Chinese immigrants in Belgrade
By Anna Russo
Novi Beograd is divided into blocks. Not the “walk two blocks then turn left” kind of block, but ordered cement divisions clearly visible from the window as a plane descends into Belgrade type. Blok 70 is one such division – differentiated from the architectural uniformity of the surrounding city by a garish red 7-0 popping out of a yellow circle. And just as Blok 70 diverges from the homogeneity of its surroundings, so too do the people it houses: a small community of Chinese immigrants, a visible minority against the backdrop of an 83% ethnic Serbian population.
Wang* was shuffling through photos of a toddler on her smartphone when I approached her stall in the Blok 70 Chinese Market, a Chinatown of sorts that is condensed into a labyrinth of wholesale stalls and a handful of food vendors. Wang sells cotton clothes, plastic toys, and other inexpensive, basic items. Besides me, there were no other customers perusing her merchandise.
“Nobody wants to buy at my prices,” Wang said in Mandarin. “They pick up the clothes, touch them, look them over. But in the end, they don’t buy.” Wang had been running the stall and living in Serbia for a few years, long enough for her daughter, the toddler on her phone, to spend her first three birthdays in China without her mother.
To the question of whether the sacrifice is worth it, she replied simply: “I want to go home.”
Wang moved to Serbia on her own, searching for economic opportunity. Ultimately, she says, she has found none. Her experience aligns with macroeconomic conditions: as a country with a projected stagnant 1% GDP growth rate for 2015 and unemployment stuck between 20-25%, Serbia is a clear opportunity downgrade from China. Regardless, Chinese people are moving to Belgrade in the tens of thousands, taking advantage of Serbia’s relaxed immigration procedures. Wang wants to go home, but others have set their sights on the rest of Europe and the potential economic benefits that the European Union can provide them and their children.
A future in the EU is not entirely out of the question. Zhang*, another shopkeeper in Blok 70, moved to Belgrade from Beijing 10 years ago, and her son now studies in Switzerland. Zhang explained that the rich people or their children make it to Europe and America, often on student visas, while the poor work for years to pay off the debt incurred when they bought their merchandise, hoping only to return home to China. But even for Zhang, whose vegetable stand had notably more traffic than Wang’s did, “quality of life here is lower than in Beijing.”
Political rhetoric tells a different story. In a December 2014 guest post in The Financial Times, Serbian Prime Minister Aleksandar Vučić writes: “The first character in the Chinese word for Serbia and Serbian is pronounced sai.
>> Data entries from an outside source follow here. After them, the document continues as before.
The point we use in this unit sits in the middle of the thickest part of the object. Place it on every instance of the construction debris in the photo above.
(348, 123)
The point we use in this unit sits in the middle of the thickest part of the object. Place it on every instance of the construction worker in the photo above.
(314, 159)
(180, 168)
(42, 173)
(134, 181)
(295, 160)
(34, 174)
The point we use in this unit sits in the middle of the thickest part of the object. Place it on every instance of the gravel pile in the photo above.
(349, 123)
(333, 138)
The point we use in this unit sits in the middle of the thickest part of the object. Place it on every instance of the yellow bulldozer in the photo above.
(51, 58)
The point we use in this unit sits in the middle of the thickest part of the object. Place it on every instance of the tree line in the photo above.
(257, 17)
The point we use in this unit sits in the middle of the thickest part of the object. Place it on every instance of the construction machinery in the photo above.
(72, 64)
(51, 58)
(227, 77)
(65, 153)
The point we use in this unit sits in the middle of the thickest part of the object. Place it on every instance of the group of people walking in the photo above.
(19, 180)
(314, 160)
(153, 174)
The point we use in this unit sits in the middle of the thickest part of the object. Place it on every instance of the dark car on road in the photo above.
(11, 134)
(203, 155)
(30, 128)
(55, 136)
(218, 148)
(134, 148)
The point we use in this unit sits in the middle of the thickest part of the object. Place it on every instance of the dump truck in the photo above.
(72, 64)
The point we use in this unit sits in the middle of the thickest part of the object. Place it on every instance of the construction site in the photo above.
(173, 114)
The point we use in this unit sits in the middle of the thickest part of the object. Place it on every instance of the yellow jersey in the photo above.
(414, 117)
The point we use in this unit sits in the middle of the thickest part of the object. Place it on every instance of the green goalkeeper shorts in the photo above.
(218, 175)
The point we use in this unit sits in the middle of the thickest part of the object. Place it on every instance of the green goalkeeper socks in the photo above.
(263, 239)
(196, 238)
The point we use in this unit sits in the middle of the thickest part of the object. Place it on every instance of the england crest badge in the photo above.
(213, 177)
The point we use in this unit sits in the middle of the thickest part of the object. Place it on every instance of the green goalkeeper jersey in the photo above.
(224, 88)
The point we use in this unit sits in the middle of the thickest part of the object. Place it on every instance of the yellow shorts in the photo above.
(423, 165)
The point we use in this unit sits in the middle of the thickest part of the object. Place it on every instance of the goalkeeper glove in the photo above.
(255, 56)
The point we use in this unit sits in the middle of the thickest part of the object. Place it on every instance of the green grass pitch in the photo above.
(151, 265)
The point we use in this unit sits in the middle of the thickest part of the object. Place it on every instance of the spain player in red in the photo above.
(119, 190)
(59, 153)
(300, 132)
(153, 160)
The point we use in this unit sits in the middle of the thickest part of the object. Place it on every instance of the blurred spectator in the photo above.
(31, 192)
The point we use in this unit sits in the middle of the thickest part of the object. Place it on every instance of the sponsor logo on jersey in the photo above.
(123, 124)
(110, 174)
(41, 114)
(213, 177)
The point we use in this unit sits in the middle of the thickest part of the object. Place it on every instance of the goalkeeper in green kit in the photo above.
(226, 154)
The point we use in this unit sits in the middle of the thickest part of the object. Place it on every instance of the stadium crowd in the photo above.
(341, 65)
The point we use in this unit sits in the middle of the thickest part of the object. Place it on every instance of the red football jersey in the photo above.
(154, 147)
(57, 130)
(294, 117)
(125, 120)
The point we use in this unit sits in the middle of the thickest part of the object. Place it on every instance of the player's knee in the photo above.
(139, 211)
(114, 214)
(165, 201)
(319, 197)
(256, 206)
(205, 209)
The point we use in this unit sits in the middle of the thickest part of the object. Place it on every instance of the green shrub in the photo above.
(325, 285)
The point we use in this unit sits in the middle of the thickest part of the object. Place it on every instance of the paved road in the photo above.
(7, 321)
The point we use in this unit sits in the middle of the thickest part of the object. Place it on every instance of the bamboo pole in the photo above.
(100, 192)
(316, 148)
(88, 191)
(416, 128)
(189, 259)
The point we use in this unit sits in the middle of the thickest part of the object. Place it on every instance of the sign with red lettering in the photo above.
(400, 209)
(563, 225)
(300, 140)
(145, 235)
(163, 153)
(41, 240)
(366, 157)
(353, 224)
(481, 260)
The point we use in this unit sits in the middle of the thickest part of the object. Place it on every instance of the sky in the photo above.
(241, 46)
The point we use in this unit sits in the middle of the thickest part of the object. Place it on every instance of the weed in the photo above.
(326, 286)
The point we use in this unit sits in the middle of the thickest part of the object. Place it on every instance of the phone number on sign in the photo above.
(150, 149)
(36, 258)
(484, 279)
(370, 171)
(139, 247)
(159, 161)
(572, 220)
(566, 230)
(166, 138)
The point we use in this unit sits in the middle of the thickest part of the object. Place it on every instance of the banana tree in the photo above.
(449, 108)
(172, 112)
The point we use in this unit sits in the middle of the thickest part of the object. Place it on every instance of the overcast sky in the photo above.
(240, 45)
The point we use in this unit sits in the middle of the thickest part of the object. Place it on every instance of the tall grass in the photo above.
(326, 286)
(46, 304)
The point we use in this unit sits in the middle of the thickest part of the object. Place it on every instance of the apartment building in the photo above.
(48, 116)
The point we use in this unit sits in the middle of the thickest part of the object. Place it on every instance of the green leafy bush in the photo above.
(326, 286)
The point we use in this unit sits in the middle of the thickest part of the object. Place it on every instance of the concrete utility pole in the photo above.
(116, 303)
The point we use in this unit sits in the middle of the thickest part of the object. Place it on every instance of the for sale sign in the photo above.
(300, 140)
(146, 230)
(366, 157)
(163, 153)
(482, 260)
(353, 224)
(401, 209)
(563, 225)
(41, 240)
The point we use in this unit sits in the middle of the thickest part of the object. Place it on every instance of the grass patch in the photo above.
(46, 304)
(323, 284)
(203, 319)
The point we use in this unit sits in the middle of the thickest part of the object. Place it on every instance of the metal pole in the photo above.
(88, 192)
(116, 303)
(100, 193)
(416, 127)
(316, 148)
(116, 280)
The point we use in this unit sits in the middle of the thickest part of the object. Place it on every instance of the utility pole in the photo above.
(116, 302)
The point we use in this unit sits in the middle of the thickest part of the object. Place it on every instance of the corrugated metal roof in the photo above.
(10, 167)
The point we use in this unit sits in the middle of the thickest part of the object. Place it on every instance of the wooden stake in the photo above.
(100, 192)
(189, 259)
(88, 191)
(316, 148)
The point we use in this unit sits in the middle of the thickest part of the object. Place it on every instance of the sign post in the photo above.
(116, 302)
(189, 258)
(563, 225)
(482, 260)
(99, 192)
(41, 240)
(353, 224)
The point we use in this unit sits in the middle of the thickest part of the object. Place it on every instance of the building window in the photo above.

It translates as ‘place of strategic importance.’” This claim of a budding strategic alliance is not unfounded – in December 2014, Belgrade hosted the third annual China-Balkans summit. In addition to strategic meetings, Belgrade has also attracted a $260 million investment in a bridge across the Danube along with two billion Chinese dollars in other infrastructure projects.
Chinese money in infrastructure is attractive for Serbia in their economic stagnation, but what strategic importance can the sai of Serbia be for China? China has invested in the Middle East and Africa to secure natural resources, but Serbia has neither oil reserves nor diamond mines. Its strategic importance lies in its location – adjacent to, and maybe someday a part of, the European Union. So could Serbia be the final doorway in China’s New Silk Road Project, a land route that would connect China to the European Union while circumventing Russia? China’s strategy remains unclear.
But China’s strategic interests may not by in the recipient country’s best interests. Even with Chinese money flowing in the form of infrastructure projects and CEE Equity Partners investments, a €1.5 billion fund owned by the Import-Export Bank of China and dedicated to projects in Eastern Europe, Serbia’s economy is stagnant.
Michael Kirby, the US Ambassador to Serbia, believes that Vučić’s political hopes “to reform our economy, create more jobs, raise the standards of our people, and give them hope that the future is something they can look forward to” may not come about as a result of Chinese investment. When a Chinese company takes over a project such as the $260m Danube Bridge, they fly in their own steel, concrete, labor, and “even cabbages for food,” Ambassador Kirby explained.
This creates an economic multiplier of roughly 1.5x rather than the 4x multiple of investment from the US and Europe. But a new bridge is better than an old bridge., and each new investment forges Serbia a new geopolitical connection.
Outside the realm of speeches and summits, however, strategy is irrelevant. Unemployment, the economy, and consumer demand are what matter inside Blok 70 and all the blocks surrounding it. Investments in bridges mean nothing when they do not spur demand for cheap cotton underwear. And what if the ease of Chinese immigration is part of some grand Sino-Serbian scheme?
Both Wang and Zhang have the same answer. As Zhang articulates it: “Yes, the government supports my decision to move here. But can they help me feed my family? Can they make people buy more clothes? No, the government is irrelevant.”
*Names withheld to protect the privacy of persons interviewed.